Friday, May 13, 2016

Not Basic Black

You could say my first visit to the flea market this season was successful. Lots of odds and ends, but I suppose it’s the horses y’all are most interested in. One of my regular dealers had a large and plentiful box of 1990s Traditionals that I had my pick from, and these three tickled my fancy the most:

Since I’m still on budget lockdown, I’ll be limiting myself to just keeping one of them, and it’s most likely going to be the Friesian. I only have one other Friesian in my collection currently – the Celebration Model of Fire Magic – and I’ve been meaning to add another example of this Jeanne Mellin Herrick mold to the herd for a while now.

Especially one of the “Dark Gray/Charcoal” variations. And this fellow is, happily for me!

The late 1980s and early 1990s are considered one of the lower points of Breyer’s quality control; it took a few years for Reeves to get the hang of actually manufacturing something, rather than just distributing it. It also took them a few years to cultivate a stable of new sculptors and moldmakers to fill the very big void left by Chris Hess’s departure.

One of the things they managed to get right in this time period, or at least made more interesting, was the color Black.

I’m not sure why it was decided that, of all things, they needed to focus on their Black paint jobs. Perhaps because the beloved body-shaded Black of the 1960s, seen on the likes of the Stretched Morgan and the Grazing Mare and Foal, wasn’t coming back, either? Like Hess, the painters who had mastered that technique were gone by then, too.

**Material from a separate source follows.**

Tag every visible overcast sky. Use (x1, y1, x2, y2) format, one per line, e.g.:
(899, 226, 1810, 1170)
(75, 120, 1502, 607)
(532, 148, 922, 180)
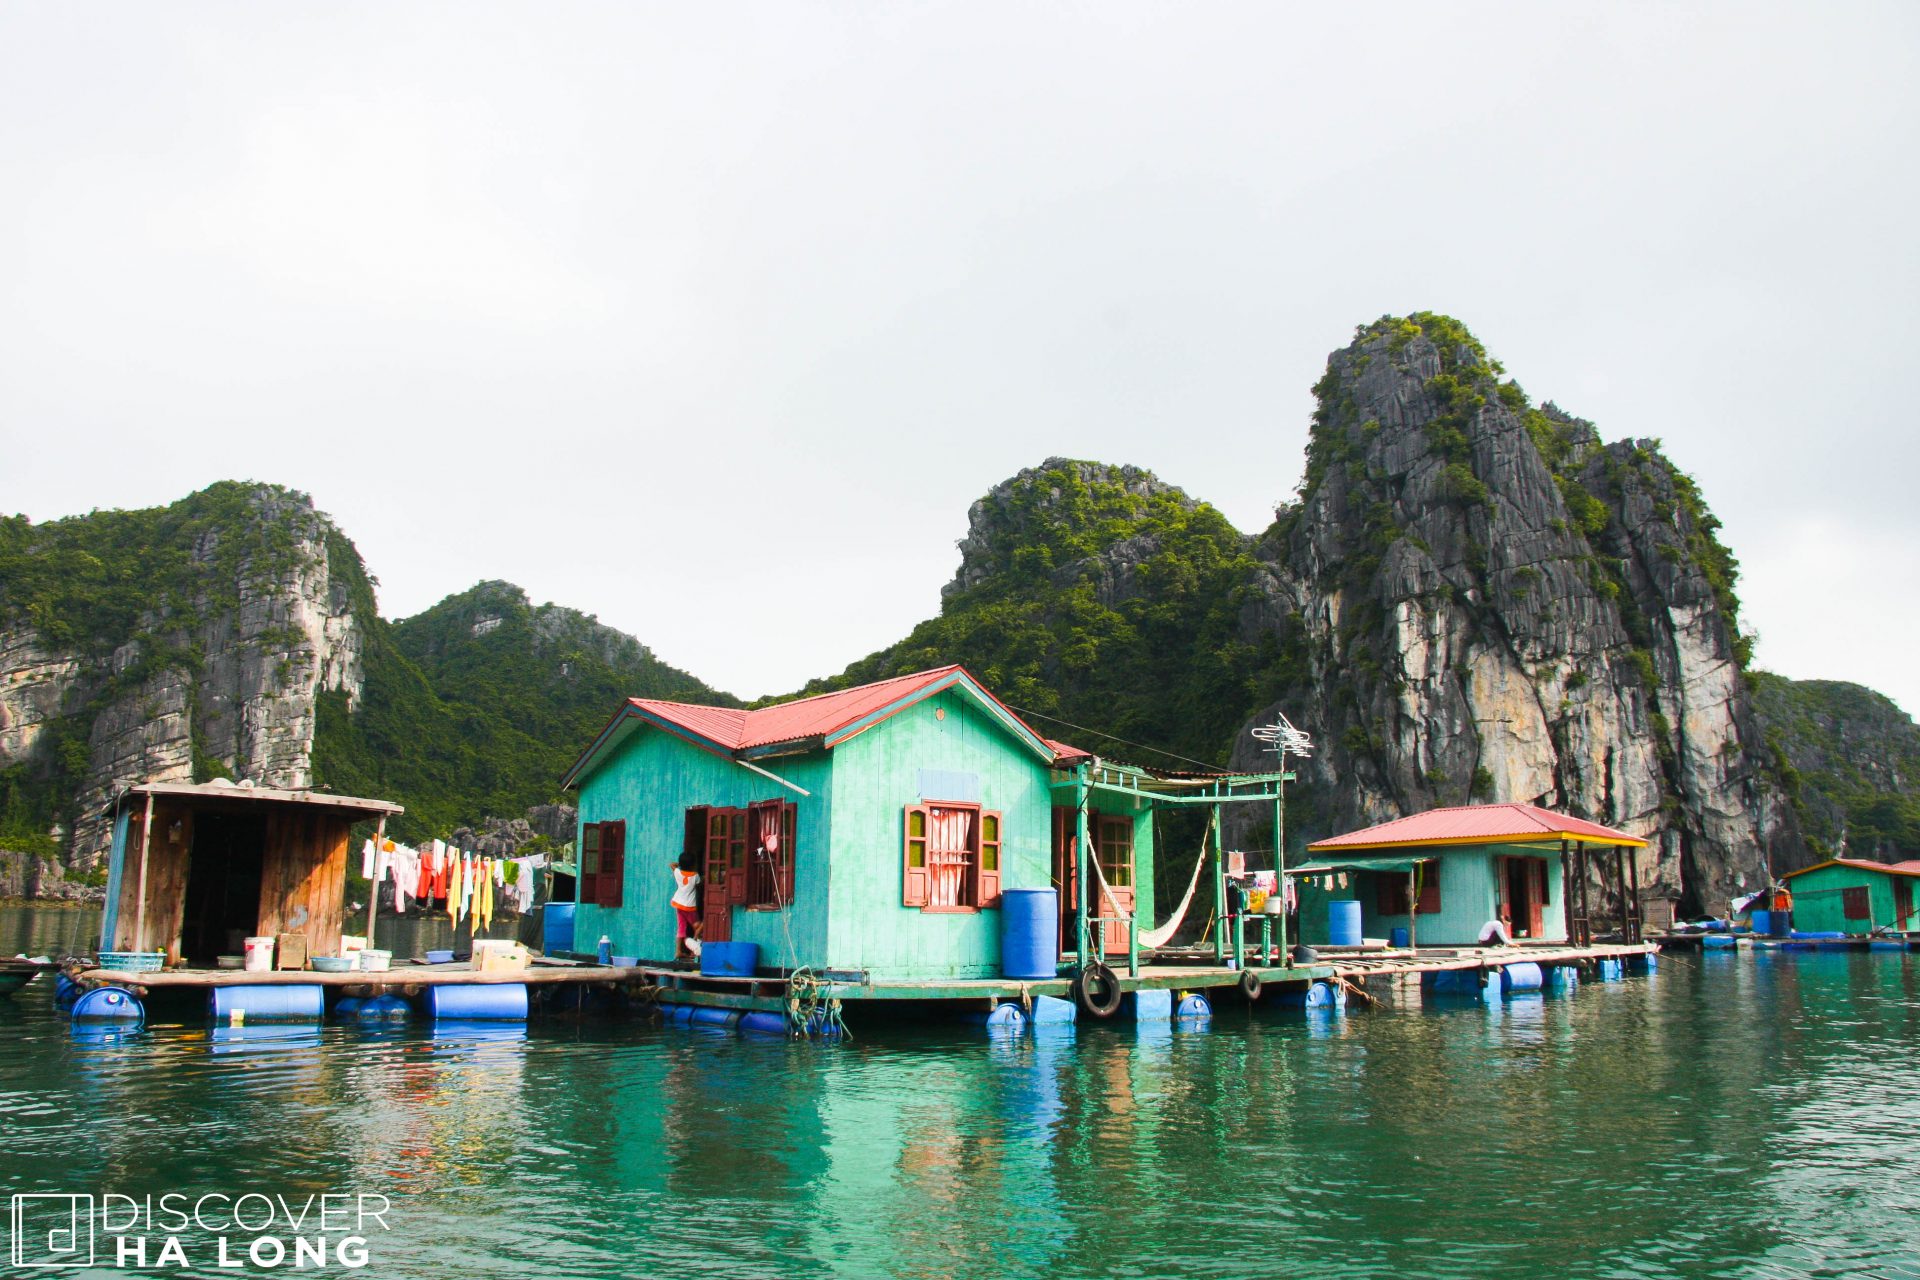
(2, 3, 1915, 715)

Out of this experimentation we got the “Black-pointed Charcoal” of the early Friesians, the purplish “Plum Black” of the 1991 Show Special Saddlebred Weanling Raven, and the near-black “Mahogany” of the Adios Mesa and the #822 Morgan release of the Justin Morgan mold.

Among others: even good old-fashioned Gloss Charcoal came back after a nearly 20 year hiatus, on 1992’s Midnight Sun release Memphis Storm.

Just more reasons why I’m not as quick as others to dismiss a Black paint job. Or two, three or four of them. They could be all the same. But they could be all different, too! It is practically a cliche by now, but you really cannot judge a model by its promo picture.

Speaking of... I had previously been somewhat indifferent to the Carrick mold, but I saw some Cortes C models in person last week, and by golly he looks amazing in Black. I was not expecting that!